Reforma tributária: o projeto Mussa é melhor


MAILSON DA NÓBREGA

Há muitas semelhanças entre o projeto de reforma tributária defendido pelo secretário da Receita Federal, Everardo Maciel, e o apresentado pelo deputado Mussa Demes.
Ambos propõem um novo Imposto sobre o Valor Agregado, IVA, para substituir as atuais incidências sobre o consumo: IPI, ICMS, ISS, Cofins e Pis, as duas últimas em cascata.
Ambos sugerem a tributação no destino, o que facilitaria a desoneração do IVA nas exportações, aumentando a competitividade das empresas brasileiras.
Ambos propõem um Imposto sobre Vendas a Varejo cobrado pelos municípios.
Em suma, ambos desejam um sistema tributário moderno, já que o atual se tornou inviável. O ICMS virou um tributo nocivo à economia, com 27 regimes distintos, que geram custos desnecessários e estimulam a sonegação e a corrupção.
O problema está nas diferenças. O projeto Everardo prevê um IVA único, arrecadado pela União e repartido automaticamente com os Estados e municípios.

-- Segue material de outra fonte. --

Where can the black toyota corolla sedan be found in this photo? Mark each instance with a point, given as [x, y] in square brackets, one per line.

O projeto Mussa prevê a partilha da base do IVA entre a União e os Estados. Os Estados arrecadariam nas transações dentro de seu território e a União nas transações interestaduais.
O projeto Everardo prevê impostos seletivos cobrados pelos Estados sobre telecomunicações, energia elétrica, automóveis, fumo e bebidas. O projeto Mussa propõe alíquotas diferenciadas do IVA para esses mesmos casos.

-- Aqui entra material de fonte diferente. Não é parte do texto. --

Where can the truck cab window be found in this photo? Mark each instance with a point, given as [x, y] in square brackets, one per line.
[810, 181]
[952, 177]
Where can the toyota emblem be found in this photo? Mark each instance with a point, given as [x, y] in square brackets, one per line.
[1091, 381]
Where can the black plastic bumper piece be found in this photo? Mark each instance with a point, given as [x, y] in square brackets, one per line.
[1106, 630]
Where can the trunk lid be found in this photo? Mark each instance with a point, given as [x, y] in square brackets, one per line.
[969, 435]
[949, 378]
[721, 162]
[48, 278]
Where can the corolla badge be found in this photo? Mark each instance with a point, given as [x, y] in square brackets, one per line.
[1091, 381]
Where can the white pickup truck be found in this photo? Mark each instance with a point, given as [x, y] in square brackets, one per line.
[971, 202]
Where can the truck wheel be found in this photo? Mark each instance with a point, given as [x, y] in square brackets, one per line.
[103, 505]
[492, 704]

Quando o projeto Everardo foi apresentado no final de 1996, o defendi mais de uma vez nesta coluna. O debate veio mostrar, todavia, que, embora tecnicamente competente, o projeto não passou no teste da negociação no eixo federativo. Além disso, seria inconveniente atribuir aos Estados impostos seletivos sobre serviços essenciais como telecomunicações e energia elétrica.

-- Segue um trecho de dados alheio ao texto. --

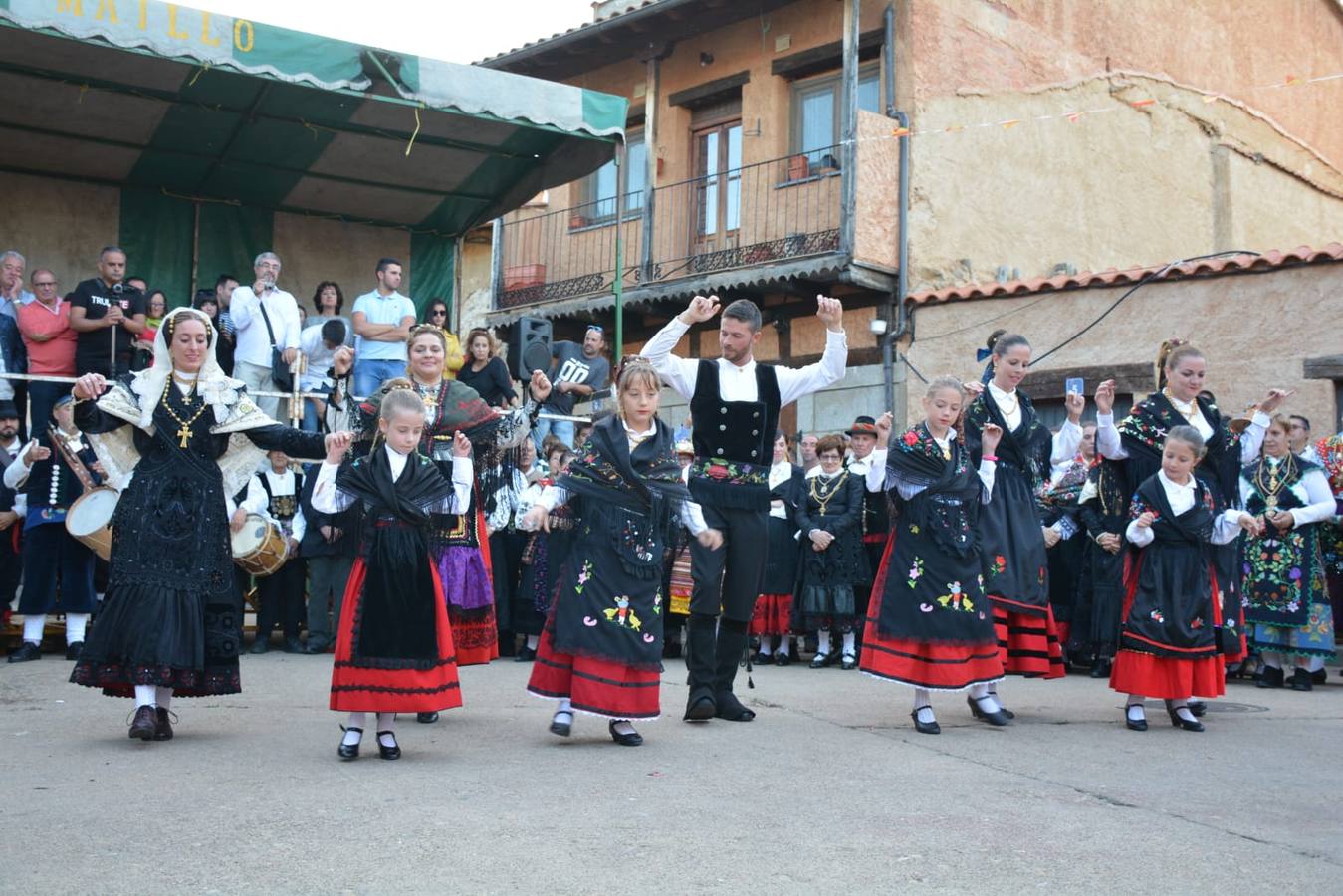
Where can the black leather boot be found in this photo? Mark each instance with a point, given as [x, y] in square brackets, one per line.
[700, 634]
[731, 649]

O então secretário-executivo do Ministério da Fazenda, Pedro Parente, que negociou o projeto com os Estados, aceitou que o IVA fosse arrecadado na esfera estadual e repartido com a União e os municípios. O imposto seletivo seria cobrado pela União e distribuído aos Estados.
O projeto Everardo voltou à estaca zero e piorou. Incluiu a transformação da CPMF em imposto permanente, IMF, uma maluquice que público mal informado aceita porque acha que o tributo é justo, uma vez que todos pagariam, incluindo os atuais sonegadores.
A Receita diz que o IMF seria devolvido, pois deseja apenas obter informações dos sonegadores. Parlamentares influentes se entusiasmaram com a explicação. Para surpresa de muitos, o ministro da Fazenda, conhecido por seu robusto conhecimento de macroeconomia e do sistema financeiro, passou também a defender o monstrengo.
Os partidários do IMF não se dão conta de que, mesmo sendo devolvido, o estrupício terá um efeito devastador sobre o mercado de capitais, inibindo uma das maiores revoluções em curso no país, que poderá criar formas mais amplas e baratas de financiamento da economia.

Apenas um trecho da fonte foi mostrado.